David Baty in conversation with
Ally is a musician, making a living from recording and live performance. Alongside the health emergency, the lockdown created a major challenge to the livelihoods of people in the creative industries. We chart tensions between the health crisis, personal experience of lockdown and the unfolding impact on life and work.
26 weeks: reflection
As I re-read the conversations from the last 26 weeks, I realised how important contemporaneous records are – not just what we thought and felt, but also how we were framing hopes and fears for the future at that moment in time. The memory of that cast-forward seems more quickly lost than that of actual events at the time.
At the beginning there was a brief element of optimism, which I shared – but that faded quickly. As time progressed, I took from the conversations the importance of going for what can be done, as opposed to dwelling on what can’t. The summer provided some respite, however just eight weeks ago we reflected that the end to this crisis did not seem likely and wondered whether we risked repeating what we did in March: “is this bullshit optimism or do we now have better systems in place?
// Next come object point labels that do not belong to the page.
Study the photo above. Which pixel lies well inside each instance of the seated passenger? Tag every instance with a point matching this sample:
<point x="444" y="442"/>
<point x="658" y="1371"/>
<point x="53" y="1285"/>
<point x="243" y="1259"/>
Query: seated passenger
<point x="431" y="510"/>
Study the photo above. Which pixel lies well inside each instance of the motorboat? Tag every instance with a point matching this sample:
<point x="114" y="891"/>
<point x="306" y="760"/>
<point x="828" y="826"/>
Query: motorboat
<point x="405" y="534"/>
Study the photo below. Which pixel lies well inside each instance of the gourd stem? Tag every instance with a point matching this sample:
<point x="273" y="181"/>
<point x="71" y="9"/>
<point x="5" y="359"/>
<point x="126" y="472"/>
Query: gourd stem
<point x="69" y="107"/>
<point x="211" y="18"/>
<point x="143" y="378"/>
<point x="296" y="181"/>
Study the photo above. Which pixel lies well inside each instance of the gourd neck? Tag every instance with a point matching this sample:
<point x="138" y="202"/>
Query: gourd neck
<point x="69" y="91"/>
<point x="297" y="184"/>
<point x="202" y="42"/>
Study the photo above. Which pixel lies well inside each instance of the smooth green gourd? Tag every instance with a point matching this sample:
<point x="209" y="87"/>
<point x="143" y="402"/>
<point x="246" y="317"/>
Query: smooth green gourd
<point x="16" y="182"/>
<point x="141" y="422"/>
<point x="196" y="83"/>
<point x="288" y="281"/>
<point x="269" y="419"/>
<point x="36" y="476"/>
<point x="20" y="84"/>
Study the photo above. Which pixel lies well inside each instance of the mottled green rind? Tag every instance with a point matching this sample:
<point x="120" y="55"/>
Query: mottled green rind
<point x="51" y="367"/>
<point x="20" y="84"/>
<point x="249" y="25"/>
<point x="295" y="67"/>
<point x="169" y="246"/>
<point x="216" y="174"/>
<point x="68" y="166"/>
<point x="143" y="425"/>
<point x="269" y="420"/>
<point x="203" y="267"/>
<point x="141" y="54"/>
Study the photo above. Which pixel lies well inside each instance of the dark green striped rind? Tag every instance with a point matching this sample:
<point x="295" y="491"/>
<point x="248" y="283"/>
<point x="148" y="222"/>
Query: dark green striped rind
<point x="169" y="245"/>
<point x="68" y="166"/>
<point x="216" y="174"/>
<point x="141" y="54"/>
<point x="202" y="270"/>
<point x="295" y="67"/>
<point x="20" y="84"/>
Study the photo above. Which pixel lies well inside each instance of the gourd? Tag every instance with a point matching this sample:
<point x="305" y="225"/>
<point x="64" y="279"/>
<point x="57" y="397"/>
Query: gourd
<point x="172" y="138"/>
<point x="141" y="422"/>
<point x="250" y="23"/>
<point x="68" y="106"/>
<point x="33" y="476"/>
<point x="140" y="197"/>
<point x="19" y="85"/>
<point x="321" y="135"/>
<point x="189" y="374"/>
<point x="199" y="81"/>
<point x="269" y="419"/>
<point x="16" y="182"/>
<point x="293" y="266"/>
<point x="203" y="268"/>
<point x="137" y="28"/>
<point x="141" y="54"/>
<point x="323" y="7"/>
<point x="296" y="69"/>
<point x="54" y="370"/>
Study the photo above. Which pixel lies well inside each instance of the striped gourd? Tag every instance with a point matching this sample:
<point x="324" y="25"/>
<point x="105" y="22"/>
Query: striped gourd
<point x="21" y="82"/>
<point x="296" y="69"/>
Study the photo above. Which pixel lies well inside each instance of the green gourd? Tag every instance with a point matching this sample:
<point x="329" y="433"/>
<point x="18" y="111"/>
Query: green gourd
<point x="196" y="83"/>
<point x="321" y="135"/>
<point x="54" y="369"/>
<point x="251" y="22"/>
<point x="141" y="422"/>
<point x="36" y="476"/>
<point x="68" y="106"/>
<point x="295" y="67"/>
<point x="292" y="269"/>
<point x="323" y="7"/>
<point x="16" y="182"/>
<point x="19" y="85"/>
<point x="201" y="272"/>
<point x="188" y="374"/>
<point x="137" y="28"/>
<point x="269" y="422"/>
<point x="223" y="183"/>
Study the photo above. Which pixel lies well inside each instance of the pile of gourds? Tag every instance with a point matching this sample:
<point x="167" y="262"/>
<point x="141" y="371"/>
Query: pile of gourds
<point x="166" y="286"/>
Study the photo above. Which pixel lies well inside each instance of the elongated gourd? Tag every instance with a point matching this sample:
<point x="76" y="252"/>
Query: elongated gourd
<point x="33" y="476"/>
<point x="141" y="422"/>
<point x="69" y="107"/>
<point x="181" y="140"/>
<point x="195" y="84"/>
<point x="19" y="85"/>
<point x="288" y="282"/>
Time will tell”.
Time did indeed tell, and the relative freedoms of the summer already seem a long way away.
For me personally, living online felt very limiting and I missed the buzz of proper involvement with the external environment – concerts, exhibitions, going out to socialise – I realise that’s where I get my energy from. So it’s time to reset: how and where to build and sustain richer engagement through to the spring and beyond? The 26 Weeks project itself has provided some clues, offering a connection to a wide range of experiences and individual stories of courage and fortitude. The conversations have presented an antidote to a flattened virtual world.
It will be a difficult winter. It will also have a long legacy. Looking ahead there is already significant, and probably lasting, damage to employment prospects for many. Our conversation started to focus on some serious challenges for the younger generation of the workforce in particular. These problems are not going to be addressed quickly.
We also connected with the impact across the creative industries; it may not top the headlines, but it’s sad to reflect that some who have trained over years for careers as musicians, and other creative and technical professionals, may not be able to continue. From the point of view of businesses operating in the sector, there also remains a serious risk to the viability of smaller festivals, theatres and other arts venues.
For me overall, this experience has amplified the importance of conversation and connection. The health, economic, and social impact of the current crisis remain the priorities but with a long haul ahead of us, we need to stay close to what makes us human. Especially during continued restrictions, finding creative ways of maintaining engagement between ourselves as individuals, and with arts, music, sports or other external events, will be an essential part of our mental health and well-being. It will also be vital to people trying to keep hold of their careers and livelihoods.